Steinmeier: Wir brauchen eine starke Bundeswehr

Steinmeier: Wir brauchen eine starke Bundeswehr
Nach 20 Jahren ist der Afghanistan-Einsatz deutscher Streitkräfte beendet. Mit einem Großen Zapfenstreich werden die Soldatinnen und Soldaten gewürdigt. Steinmeier weist in seiner Rede auf instabile Zeiten hin und fordert eine starke Bundeswehr.

Berlin (epd). Nach dem Ende des 20-jährigen Bundeswehreinsatzes in Afghanistan steht Deutschland laut Bundespräsident Frank-Walter Steinmeier außen- und sicherheitspolitisch an einer „Wegscheide“. Beim Zentralen Abschlussappell zur Würdigung des Afghanistan-Einsatzes der Bundeswehr sagte er am Mittwoch in Berlin mit Blick auf die Rückeroberung des Landes durch die Taliban: „Der Fall von Kabul war eine Zäsur.“ Deutschland sei gezwungen, „über unsere Verantwortung in der Welt, unsere Möglichkeiten und deren Grenzen neu und selbstkritisch nachzudenken“.

Deutsche Außen- und Sicherheitspolitik müsse ehrlicher, klüger und stärker werden. Deutschland müsse lernen, seine eigene Kraft zu erfassen und zu nutzen - und zugleich ihre Grenzen zu kennen. In diesen „instabilen Zeiten“ investiere Deutschland mehr in seine Verteidigung. „Und das ist richtig so“, betonte der Bundespräsident. Die Bundeswehr brauche gute Ausrüstung und funktionierende Strukturen, weil das Land eine funktionierende Bundeswehr brauche.

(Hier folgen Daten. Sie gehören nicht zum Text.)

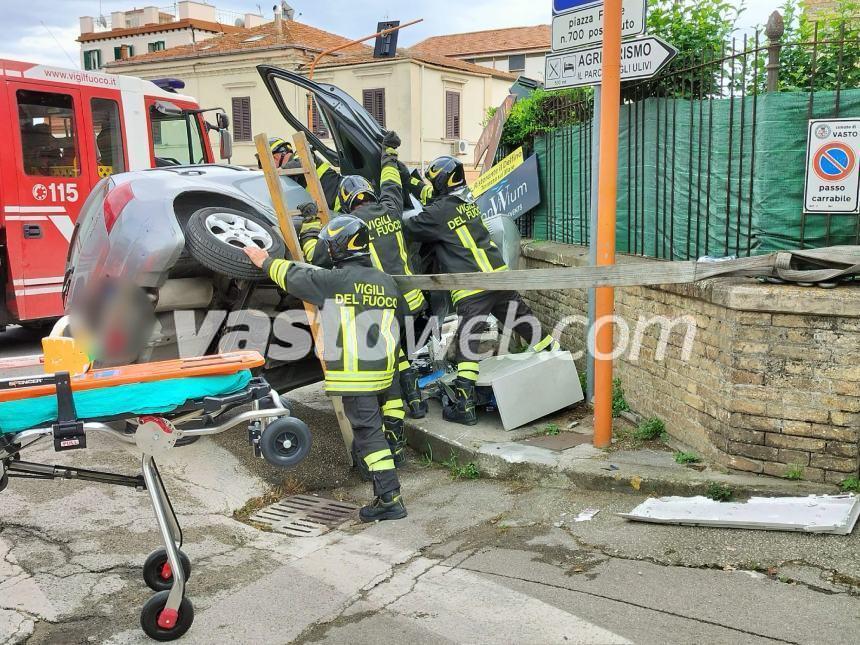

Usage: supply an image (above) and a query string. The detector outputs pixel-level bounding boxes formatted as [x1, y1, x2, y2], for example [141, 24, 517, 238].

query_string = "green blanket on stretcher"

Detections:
[0, 370, 251, 434]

Er würdigte den Einsatz der Soldatinnen und Soldaten in Afghanistan. „Die Bundeswehr hat all das ausgeführt, was ihr die Politik aufgetragen hat.“ Die 59 deutschen Soldaten, die in Afghanistan ihr Leben ließen, hätten den höchsten Preis gezahlt, den ein Soldat im Auftrag seines Landes zahlen könne. „Wir stehen tief in ihrer Schuld.“

Der Abschlussappell wurde im Berliner Bendlerblock im Beisein der fünf Verfassungsorgane, also Bundespräsident, Bundeskanzlerin, Bundestagspräsident, Bundesratspräsident und dem Präsidenten des Bundesverfassungsgerichts abgehalten. Mehrere Bundestagsabgeordnete waren vor Ort sowie Repräsentanten der Geistlichkeit und Seelsorge.

Verteidigungsministerin Annegret Kramp-Karrenbauer (CDU) sagte, „heute ist nicht der Tag, das Kapitel Afghanistan zu schließen“. Das verbiete die humanitäre und politische Situation in dem Land und auch die Tatsache, dass Menschen, die die deutschen Truppen als Ortskräfte unterstützt hätten, noch in Afghanistan seien.

Als der Bundeswehreinsatz Ende August endgültig beendet wurde, blieben Tausende afghanische Ortskräfte - trotz anders lautender Versprechen der Regierung - zurück. Nach der Machtübernahme der radikal-islamischen Taliban müssen sie um ihr Leben fürchten. Kramp-Karrenbauer und Steinmeier hoben hervor, dass sich Deutschland diesen Menschen verpflichtet fühle. Aktuell arbeiten Politik und Diplomaten daran, dass afghanische Helferinnen und Helfer das Land verlassen und nach Deutschland kommen können.

Laut Auswärtigem Amt haben die Visastellen in den Nachbarländern Afghanistans seit dem Ende der militärischen Evakuierungsoperation knapp 1.040 Visa für afghanische Schutzbedürftige ausgestellt. Es gebe Gespräche mit den Taliban, um noch weitere Ausreisen aus Afghanistan zu ermöglichen, sagte eine Sprecherin. Nach Angaben des Innenministeriums sind mit Stand Mittwochmorgen 362 afghanische Ortskräfte in Deutschland eingereist - rechne man die Familienangehörigen hinzu, seien es 1.597 Personen.

Am Abend sollen die Streitkräfte mit einem Großen Zapfenstreich vor dem Reichstagsgebäude in Berlin geehrt werden. Mehrere Friedensorganisationen bezeichneten diese Zeremonie der höchsten militärischen Ehrung als „absolut unangemessen“. Die ärztliche Friedensorganisation IPPNW verwies unter anderem auf die katastrophale gesundheitliche Lage im Land seit dem Abzug der NATO-Truppen. Die Bundesregierung lenke mit dem Großen Zapfenstreich von ihrer eigenen Verantwortung im Afghanistan-Desaster ab.